Based on the parameters of the test platform and the requirement of a certain coincidence area between the two images, 3 × 2 = 6 images were selected for splicing. Before the images were taken, the optical axis of the camera was adjusted to be perpendicular to the workbench, and the distance that the workbench need to move before and after the two taken adjacent images was determined according to the field size of the camera and the size that the adjacent images need to be overlapped; then adjusted the camera and lens manually. After the clear image with good contrast could be taken, placed the calibration plate above the workpiece, took the calibration plate image and completed the camera calibration. Finally, the upper left corner of the worktable started to take pictures of the workpieces in blocks. According to the image splicing sequence shown in Fig. 7, the splicing of panoramic images of the large worktable for six images was completed.

Fig. 7
figure 7

Splicing method

Figure 8 shows the six images to be spliced, and Fig. 9 shows the final splicing result. The splicing result is ideal, and the whole splicing process took 3.2 s in debug mode.

Fig. 8
figure 8

Six original images to be spliced

Fig. 9
figure 9

Splicing result

As shown in Fig. 9, image correction was carried out for the spliced image. The external and internal participants of the calibrated camera were used to convert the image coordinate system to the world coordinate system. Five lines L1–L5 at the junction of the spliced image are taken for accuracy verification. The results were as in Table 1.

Table 1 Image mosaic accuracy verification (unit: mm)

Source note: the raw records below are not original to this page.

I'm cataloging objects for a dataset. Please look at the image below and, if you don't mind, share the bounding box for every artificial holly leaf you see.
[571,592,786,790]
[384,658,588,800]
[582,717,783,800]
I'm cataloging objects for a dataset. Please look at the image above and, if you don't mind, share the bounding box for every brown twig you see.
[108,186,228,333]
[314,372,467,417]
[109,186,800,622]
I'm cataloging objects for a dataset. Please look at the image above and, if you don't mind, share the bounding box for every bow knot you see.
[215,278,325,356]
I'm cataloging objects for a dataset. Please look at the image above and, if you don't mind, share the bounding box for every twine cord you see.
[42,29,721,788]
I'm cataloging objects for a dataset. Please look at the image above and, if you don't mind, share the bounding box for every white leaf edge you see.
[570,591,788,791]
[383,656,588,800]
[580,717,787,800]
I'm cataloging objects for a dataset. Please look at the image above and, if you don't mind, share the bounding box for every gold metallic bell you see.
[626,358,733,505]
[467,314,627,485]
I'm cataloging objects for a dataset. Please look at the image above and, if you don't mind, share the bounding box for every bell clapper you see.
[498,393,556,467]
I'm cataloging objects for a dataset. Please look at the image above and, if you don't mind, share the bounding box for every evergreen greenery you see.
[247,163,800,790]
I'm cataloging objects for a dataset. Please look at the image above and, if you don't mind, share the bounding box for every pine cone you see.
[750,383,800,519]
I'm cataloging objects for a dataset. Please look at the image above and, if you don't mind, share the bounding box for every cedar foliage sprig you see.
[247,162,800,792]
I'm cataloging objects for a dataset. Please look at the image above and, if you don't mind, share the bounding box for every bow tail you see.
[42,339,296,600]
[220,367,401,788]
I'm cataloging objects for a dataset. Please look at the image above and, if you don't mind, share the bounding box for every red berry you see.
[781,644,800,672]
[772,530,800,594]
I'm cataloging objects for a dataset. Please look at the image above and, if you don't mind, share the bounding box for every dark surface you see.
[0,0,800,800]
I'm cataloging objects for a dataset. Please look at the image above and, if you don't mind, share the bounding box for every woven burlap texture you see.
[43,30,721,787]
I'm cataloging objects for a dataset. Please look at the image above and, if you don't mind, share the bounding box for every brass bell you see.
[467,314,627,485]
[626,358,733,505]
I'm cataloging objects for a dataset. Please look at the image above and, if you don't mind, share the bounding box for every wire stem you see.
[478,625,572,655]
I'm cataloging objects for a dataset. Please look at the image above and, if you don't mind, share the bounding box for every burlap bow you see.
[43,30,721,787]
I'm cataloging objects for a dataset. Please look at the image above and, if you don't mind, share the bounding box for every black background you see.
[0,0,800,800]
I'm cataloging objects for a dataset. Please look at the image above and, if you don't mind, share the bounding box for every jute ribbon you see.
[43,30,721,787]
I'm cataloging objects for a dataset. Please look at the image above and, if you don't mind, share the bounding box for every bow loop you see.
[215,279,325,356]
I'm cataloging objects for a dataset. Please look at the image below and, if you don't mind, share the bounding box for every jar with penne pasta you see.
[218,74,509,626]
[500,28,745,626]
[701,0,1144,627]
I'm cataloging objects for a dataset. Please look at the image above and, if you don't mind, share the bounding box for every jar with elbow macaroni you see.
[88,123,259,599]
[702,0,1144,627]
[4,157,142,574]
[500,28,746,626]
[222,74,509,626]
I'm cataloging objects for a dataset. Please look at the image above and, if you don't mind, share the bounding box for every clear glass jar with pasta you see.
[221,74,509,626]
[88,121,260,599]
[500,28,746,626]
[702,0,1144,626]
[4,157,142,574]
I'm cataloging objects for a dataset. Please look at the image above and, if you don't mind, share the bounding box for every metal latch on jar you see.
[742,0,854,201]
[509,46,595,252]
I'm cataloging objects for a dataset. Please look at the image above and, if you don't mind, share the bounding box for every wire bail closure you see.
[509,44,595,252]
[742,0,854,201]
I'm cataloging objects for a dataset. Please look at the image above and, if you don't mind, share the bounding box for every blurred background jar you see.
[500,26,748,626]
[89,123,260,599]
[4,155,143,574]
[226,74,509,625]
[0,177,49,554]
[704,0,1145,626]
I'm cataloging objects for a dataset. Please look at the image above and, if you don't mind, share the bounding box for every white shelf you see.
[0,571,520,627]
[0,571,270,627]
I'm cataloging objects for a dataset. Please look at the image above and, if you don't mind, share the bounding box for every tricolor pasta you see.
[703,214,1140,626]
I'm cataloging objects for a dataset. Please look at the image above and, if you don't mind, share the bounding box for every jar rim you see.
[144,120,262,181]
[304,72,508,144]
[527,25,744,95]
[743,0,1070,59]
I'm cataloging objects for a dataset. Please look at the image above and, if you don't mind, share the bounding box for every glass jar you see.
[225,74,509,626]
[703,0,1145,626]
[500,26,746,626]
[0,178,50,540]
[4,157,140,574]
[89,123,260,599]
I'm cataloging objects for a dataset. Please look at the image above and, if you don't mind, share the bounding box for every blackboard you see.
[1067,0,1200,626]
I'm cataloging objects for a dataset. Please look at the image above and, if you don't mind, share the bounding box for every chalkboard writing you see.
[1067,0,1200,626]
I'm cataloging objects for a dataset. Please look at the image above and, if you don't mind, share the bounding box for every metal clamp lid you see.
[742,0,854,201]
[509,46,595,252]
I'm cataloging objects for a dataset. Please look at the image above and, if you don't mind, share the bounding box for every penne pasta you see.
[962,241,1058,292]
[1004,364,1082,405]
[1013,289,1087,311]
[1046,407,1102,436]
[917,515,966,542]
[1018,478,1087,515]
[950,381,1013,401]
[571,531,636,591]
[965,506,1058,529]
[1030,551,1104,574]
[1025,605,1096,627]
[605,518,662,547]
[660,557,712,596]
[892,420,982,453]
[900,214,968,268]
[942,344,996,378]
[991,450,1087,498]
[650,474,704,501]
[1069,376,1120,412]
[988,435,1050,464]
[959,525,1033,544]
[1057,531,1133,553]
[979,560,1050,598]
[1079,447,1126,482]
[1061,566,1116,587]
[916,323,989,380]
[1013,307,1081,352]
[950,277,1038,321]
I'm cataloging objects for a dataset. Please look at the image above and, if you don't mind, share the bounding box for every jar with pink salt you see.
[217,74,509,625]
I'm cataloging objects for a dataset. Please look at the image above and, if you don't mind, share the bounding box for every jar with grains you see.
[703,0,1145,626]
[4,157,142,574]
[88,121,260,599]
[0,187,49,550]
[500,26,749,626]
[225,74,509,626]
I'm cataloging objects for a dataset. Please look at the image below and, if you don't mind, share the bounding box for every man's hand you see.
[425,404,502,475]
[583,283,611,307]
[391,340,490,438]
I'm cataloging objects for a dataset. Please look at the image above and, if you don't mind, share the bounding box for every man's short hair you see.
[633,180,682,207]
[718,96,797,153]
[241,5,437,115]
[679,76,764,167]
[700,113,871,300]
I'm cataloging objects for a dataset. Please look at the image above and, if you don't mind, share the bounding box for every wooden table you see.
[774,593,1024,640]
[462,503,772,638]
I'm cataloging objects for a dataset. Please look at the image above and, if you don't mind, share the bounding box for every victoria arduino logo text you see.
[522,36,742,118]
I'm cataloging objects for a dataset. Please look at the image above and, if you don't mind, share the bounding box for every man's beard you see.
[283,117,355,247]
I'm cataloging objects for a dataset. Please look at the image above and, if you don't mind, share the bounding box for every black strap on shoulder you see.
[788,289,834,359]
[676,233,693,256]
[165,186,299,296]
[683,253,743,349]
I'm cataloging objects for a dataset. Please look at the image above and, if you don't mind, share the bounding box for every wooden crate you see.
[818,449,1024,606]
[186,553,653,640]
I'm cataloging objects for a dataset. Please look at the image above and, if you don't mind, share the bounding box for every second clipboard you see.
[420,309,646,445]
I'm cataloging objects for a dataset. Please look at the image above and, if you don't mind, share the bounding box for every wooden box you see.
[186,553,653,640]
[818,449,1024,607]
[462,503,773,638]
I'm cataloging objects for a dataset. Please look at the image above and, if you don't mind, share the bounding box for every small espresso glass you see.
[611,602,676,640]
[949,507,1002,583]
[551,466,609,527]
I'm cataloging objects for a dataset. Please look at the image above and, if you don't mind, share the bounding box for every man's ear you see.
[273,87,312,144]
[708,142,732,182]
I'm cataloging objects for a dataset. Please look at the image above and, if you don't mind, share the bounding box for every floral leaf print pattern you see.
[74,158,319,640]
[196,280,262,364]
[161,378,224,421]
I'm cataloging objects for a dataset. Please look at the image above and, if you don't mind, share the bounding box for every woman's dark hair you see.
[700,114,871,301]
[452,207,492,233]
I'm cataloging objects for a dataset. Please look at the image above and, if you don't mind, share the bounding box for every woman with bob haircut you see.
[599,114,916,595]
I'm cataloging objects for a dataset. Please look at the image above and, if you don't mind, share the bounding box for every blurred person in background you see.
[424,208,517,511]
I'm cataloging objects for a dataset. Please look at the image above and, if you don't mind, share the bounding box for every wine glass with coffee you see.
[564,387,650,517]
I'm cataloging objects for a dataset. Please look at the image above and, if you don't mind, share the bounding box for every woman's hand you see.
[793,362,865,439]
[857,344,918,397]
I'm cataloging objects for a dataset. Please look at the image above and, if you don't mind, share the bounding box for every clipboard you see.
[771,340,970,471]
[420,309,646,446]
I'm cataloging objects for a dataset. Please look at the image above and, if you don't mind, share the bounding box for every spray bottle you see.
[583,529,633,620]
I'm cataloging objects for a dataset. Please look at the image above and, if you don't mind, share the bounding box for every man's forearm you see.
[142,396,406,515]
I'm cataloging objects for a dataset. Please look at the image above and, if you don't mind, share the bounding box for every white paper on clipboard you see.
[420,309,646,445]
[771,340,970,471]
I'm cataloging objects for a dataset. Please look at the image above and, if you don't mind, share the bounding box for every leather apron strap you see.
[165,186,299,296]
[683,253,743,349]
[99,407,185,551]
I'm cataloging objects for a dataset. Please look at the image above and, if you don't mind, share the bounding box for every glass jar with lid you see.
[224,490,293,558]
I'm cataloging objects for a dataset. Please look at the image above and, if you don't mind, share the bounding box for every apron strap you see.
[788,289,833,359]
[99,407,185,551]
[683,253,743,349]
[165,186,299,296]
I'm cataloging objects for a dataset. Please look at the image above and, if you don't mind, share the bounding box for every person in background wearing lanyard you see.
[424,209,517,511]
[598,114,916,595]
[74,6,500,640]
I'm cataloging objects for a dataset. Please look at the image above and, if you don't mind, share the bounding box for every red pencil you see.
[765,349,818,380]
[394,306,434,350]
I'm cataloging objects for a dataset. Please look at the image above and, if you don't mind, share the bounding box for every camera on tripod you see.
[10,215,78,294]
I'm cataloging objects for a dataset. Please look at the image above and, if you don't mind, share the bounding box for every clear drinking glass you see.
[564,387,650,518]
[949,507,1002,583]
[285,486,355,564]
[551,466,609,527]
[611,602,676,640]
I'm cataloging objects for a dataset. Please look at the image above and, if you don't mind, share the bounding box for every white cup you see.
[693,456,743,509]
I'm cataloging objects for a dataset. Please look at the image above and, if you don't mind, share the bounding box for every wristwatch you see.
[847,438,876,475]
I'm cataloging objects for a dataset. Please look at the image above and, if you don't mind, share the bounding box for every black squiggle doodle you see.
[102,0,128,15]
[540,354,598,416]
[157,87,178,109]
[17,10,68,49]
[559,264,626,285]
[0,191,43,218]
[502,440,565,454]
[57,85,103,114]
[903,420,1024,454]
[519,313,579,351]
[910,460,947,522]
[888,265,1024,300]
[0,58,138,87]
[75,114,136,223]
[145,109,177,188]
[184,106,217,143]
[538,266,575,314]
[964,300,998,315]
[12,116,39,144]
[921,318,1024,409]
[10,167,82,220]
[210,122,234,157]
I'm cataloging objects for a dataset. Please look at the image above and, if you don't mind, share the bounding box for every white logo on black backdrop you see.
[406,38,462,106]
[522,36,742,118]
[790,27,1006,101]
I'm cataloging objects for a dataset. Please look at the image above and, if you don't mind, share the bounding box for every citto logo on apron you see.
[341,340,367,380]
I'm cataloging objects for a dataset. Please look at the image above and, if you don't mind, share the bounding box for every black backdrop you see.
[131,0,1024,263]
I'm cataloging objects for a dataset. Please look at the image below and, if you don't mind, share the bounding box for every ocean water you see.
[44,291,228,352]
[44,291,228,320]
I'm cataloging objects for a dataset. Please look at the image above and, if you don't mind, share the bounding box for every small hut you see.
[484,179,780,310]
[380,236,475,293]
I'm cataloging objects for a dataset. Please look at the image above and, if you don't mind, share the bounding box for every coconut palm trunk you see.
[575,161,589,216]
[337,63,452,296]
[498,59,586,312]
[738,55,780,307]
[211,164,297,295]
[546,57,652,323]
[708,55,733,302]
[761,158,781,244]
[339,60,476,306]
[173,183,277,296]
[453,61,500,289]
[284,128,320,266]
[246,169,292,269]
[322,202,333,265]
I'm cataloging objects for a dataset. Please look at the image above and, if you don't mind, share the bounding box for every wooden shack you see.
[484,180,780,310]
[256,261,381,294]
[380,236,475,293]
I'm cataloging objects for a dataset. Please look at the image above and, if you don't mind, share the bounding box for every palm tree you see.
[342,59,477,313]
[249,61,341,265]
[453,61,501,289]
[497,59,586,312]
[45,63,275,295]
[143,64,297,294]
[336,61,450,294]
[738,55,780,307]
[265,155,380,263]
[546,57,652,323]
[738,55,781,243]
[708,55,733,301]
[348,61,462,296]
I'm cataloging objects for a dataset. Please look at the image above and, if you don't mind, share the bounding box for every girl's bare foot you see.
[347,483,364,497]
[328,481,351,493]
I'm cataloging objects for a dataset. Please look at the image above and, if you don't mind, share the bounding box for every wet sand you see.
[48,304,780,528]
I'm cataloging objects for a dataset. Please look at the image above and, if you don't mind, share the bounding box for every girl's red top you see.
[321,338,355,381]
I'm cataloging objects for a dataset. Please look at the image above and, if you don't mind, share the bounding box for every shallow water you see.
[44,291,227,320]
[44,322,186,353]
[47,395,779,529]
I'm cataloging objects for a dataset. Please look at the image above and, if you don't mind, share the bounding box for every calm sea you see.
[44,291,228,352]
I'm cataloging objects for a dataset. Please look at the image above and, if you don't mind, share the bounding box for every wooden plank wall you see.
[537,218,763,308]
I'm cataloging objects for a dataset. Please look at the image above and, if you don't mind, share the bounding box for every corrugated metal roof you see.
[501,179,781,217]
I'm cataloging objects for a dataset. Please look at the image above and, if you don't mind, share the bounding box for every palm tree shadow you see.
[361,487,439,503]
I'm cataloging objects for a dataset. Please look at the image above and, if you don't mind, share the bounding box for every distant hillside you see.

According to the calculation results, the error between the length of the line segment in the coincidence area of the mosaic image and the actual length is less than 2 mm, which meets the subsequent needs of the autonomous cutting visual guidance processing.

4 Conclusion

An image mosaic algorithm for large-scale workpiece cutting platform is proposed, which uses ROI to limit the image-matching feature points in the region of interest; use ORB algorithm to extract feature points, determine the main direction of feature points, and describe the detected feature points; use RANSAC algorithm to combine the plane homography matrix estimation method to eliminate the unmatched points to optimize the matching point sets, and carry out image registration; Finally, the position weighting algorithm is used to complete image fusion and realize image splicing. The experimental results show that the accuracy of panorama obtained by splicing meets the requirements of autonomous cutting vision guidance.